Home

Rechtbank Gelderland, 24-12-2015, ECLI:NL:RBGEL:2015:7956, AWB - 15 _ 335

Rechtbank Gelderland, 24-12-2015, ECLI:NL:RBGEL:2015:7956, AWB - 15 _ 335

Gegevens

Instantie
Rechtbank Gelderland
Datum uitspraak
24 december 2015
Datum publicatie
24 december 2015
ECLI
ECLI:NL:RBGEL:2015:7956
Formele relaties
Zaaknummer
AWB - 15 _ 335

Inhoudsindicatie

IB. 2011. Kosten rentederivaat aan te merken als kosten van een eigenwoningschuld?

Eiser sluit gelijk met het verkrijgen van een geldlening voor de eigen woning met de bank een rentederivatencontract af. Door de dalende euribor-rente moet eiser op grond van dit contract betalingen aan de bank doen. De rechtbank is van oordeel dat geen sprake is van kosten van een geldlening met betrekking tot de eigen woning omdat het derivaat een zelfstandig vermogensrecht is en onvoldoende verband houdt met de aangegane woningfinanciering. Het derivaat is vrijwillig aangegaan, heeft een afwijkende looptijd en een lagere “hoofdsom” ten opzichte van de geldlening voor de woning. Tevens acht de rechtbank van belang dat bij verhoging van de woningfinanciering in verband met aankoop van een nieuwe woning, het derivaat ook niet is aangepast. Ook oordeelt de rechtbank dat eiser het derivaat niet tot zijn ondernemingsvermogen mag rekenen vanwege het ontbreken van een bijzondere omstandigheid.

Uitspraak

Zittingsplaats Arnhem

Belastingrecht

zaaknummer: AWB 15/335

in de zaak tussen

(gemachtigde: drs. [gemachtigde] RB),

en

Procesverloop

Verweerder heeft aan eiser voor het jaar 2011 een aanslag (aanslagnummer [000] .H.16.01) inkomstenbelasting/premie volksverzekeringen (hierna: IB/PVV) opgelegd, berekend naar een belastbaar inkomen uit werk en woning van € 72.647. Tevens is bij beschikking € 467 aan heffingsrente in rekening gebracht.
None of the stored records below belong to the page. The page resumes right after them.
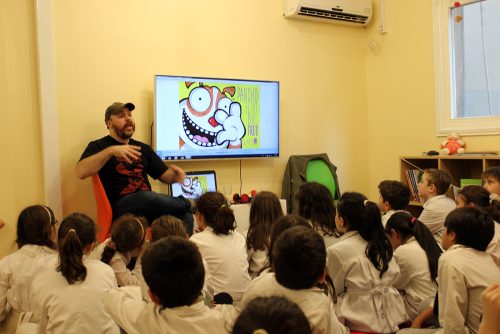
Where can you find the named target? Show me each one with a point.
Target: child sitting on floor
(173, 269)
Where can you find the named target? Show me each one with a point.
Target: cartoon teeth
(196, 134)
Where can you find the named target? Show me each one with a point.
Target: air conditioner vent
(357, 13)
(333, 15)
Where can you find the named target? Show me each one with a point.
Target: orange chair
(104, 211)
Verweerder heeft bij uitspraak op bezwaar van 10 december 2014 de aanslag en de beschikking heffingsrente gehandhaafd.

Eiser heeft daartegen bij fax van 20 januari 2015, ontvangen door de rechtbank op dezelfde dag, beroep ingesteld.

Verweerder heeft de op de zaak betrekking hebbende stukken overgelegd en een verweerschrift ingediend.

Het onderzoek ter zitting heeft plaatsgevonden op 19 november 2015. Namens eiser is verschenen zijn gemachtigde. Namens verweerder zijn verschenen [gemachtigde] en [A] .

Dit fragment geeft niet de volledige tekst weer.